Quality indicators can provide reassurance that cancer care is achieving the predicted outcomes
Prostate cancer is a major health problem in Australia. In 2015, an estimated 17 250 men developed prostate cancer and 3440 died because of it.1 Localised prostate cancer is a particularly problematic disease in terms of decision making and even public policy. After many years, controversy still surrounds the benefits of prostate-specific antigen (PSA) screening.2 High level evidence for the management of localised prostate cancer is sparse when compared with that for other very common solid tumours, such as breast cancer and colon cancer.3 Large randomised clinical trials have been difficult to complete, perhaps because of the lack of equipoise among both clinicians and patients.4,5 Moreover, some men with prostate cancer have relatively indolent disease, and measuring the outcomes of treatment is complicated by the long follow-up time required.6 Comorbid health conditions may dominate the survival outcomes of men with localised prostate cancer.

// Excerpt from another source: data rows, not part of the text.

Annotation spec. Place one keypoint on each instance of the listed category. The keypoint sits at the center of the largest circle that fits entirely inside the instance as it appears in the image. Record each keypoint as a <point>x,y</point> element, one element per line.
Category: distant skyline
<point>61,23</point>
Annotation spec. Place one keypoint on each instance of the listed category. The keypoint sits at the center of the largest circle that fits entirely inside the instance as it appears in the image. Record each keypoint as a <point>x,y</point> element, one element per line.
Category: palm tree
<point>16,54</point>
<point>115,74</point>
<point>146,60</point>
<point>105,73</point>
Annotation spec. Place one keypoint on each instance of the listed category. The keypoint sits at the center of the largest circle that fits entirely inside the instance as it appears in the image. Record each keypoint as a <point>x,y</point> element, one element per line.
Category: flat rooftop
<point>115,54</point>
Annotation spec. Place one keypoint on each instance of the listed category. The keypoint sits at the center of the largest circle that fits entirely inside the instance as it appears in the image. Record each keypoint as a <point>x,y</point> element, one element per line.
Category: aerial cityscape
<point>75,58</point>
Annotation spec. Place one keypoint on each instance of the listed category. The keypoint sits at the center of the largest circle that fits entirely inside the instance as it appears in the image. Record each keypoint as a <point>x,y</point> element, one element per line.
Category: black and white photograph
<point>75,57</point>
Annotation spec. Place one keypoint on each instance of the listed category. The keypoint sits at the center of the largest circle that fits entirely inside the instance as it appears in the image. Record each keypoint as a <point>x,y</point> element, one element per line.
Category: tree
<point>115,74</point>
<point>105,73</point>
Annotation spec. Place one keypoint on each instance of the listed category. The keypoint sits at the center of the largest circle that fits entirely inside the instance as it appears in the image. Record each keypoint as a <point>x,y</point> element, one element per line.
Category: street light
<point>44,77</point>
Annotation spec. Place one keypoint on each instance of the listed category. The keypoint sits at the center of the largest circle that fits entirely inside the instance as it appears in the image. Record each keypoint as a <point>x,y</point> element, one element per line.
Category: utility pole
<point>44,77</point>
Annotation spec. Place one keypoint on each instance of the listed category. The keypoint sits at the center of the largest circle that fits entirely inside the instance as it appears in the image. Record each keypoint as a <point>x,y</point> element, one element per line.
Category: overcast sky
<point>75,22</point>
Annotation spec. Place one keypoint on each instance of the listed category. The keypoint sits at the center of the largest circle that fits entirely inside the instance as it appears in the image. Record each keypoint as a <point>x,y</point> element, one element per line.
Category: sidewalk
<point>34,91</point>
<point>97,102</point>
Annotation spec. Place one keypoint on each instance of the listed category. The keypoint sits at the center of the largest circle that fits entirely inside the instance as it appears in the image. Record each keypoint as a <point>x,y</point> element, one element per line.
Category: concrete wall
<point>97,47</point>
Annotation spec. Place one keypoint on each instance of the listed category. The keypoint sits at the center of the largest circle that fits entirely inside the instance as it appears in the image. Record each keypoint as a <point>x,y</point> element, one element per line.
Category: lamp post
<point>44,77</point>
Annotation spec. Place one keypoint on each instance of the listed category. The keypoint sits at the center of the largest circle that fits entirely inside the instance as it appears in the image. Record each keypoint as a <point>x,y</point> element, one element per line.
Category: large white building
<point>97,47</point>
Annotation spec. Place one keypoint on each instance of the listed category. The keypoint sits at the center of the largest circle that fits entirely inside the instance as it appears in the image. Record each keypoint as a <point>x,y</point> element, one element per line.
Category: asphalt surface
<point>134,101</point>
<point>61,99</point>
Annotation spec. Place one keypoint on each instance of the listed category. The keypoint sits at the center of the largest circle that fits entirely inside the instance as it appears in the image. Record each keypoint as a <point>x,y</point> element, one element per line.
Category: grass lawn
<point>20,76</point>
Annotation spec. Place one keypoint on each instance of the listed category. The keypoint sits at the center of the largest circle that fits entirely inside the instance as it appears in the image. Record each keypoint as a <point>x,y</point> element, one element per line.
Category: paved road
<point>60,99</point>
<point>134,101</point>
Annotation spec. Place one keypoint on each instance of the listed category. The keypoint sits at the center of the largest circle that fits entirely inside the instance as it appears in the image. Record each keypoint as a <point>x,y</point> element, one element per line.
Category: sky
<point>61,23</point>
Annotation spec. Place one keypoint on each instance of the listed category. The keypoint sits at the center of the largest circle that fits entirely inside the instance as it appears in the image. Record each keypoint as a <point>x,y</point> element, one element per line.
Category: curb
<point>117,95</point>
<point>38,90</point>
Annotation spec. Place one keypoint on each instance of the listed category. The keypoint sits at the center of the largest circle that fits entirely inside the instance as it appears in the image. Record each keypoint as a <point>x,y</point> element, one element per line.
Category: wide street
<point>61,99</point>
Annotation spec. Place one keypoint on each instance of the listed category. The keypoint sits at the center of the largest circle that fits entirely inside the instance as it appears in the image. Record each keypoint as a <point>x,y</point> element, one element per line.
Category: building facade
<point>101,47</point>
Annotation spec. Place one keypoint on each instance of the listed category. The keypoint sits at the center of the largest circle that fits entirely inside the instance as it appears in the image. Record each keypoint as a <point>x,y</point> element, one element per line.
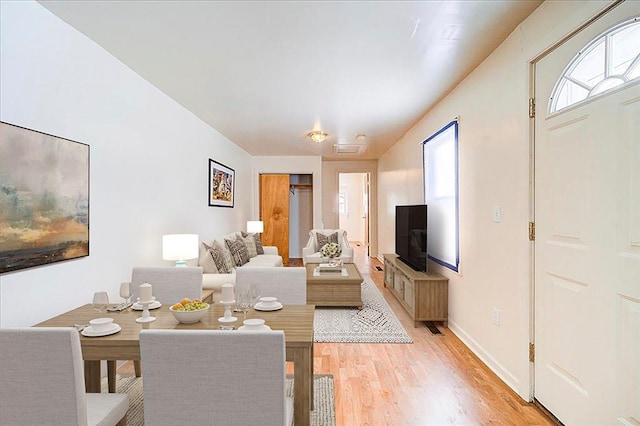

Finally, the benefits demonstrated in randomised controlled trials may not always be achieved in routine practice; specifically, smaller clinical trials may be undertaken by elite, high volume centres with committed volunteer patients.5
That the quality of complex cancer care is not always optimal is apparent from studies in different health systems that have found unexplained variations in the care provided and of the outcomes of that care.7 Important regional differences in prostate cancer survival have been identified in Australia: men residing in rural areas appear to be disadvantaged, suggesting that gains can be made by enhancing service delivery in regional areas.8 There is evidence that complex cancer care, including radical prostatectomy, is best performed in high volume centres.9
To facilitate evidence-based cancer care, clinical guidelines have been developed.10 In addition, evidence-based “optimal care pathways” were developed in Australia to assist health services and clinicians provide quality care, including the provision of supporting infrastructure services, such as multidisciplinary teams and psychosocial care.11 Guidelines also enable the development of evidence-based quality indicators.12 Significant research effort has been required to develop more complex treatment outcome measures that include cancer control as well as patient-reported quality of life across multiple domains.13
Measuring quality in cancer care enables systematic improvement by health services and clinicians. Combined, if possible, with assessment of outcomes, quality indicators may provide reassurance that cancer care is good and achieving the outcomes predicted. Alternatively, the results may provide an impetus for change and innovation. Quality indicators and care outcomes measured across the health system enable facilities to benchmark their performance against that of their peers and to assess change over time.
The paper by Sampurno and colleagues in this issue of the MJA builds on previous work of the Prostate Cancer Outcomes Registry–Victoria. The investigators measured care for localised prostate cancer with respect to three carefully selected quality indicators.14 The indicators were evidence-based and supported by the participating clinicians. Over the 5-year study period, there was evidence of gradual improvement in treatment quality. Importantly, the study included regular and timely feedback to the clinicians involved and an opt-out patient consent procedure that resulted in high participation rates in a community setting. Overall, about 75% coverage of the relevant Victorian patient population was achieved.
Similar assessment processes are also being established elsewhere. A prostate cancer registry in Sweden has aimed for even more rapid, essentially real-time, reporting of quality indicators to health care providers.12 A prostate cancer registry covering all jurisdictions in Australia and New Zealand was recently established with donated funds.15
Registries that are focused on specific cancers, collecting outcome and treatment data, not only facilitate quality improvement, but can, over time, also provide unique insights into the effectiveness of treatment and contribute to translational research in cooperation with biological sample repositories.16 Registry data complement, but do not replace, the information derived from large randomised controlled trials conducted over sufficiently long periods to assess long term outcomes. Despite the difficulties, at least ten such trials are being conducted internationally by cooperative groups, including two in Australia (the Australian and New Zealand Urogenital and Prostate Cancer Trials Group, and the Trans Tasman Radiation Oncology Group).4 With active cooperative trials groups in Australia and the development of the national outcomes registry initiative, some optimism about improving the outcomes for men with prostate cancer care is justified.
Provenance: Commissioned; externally peer reviewed.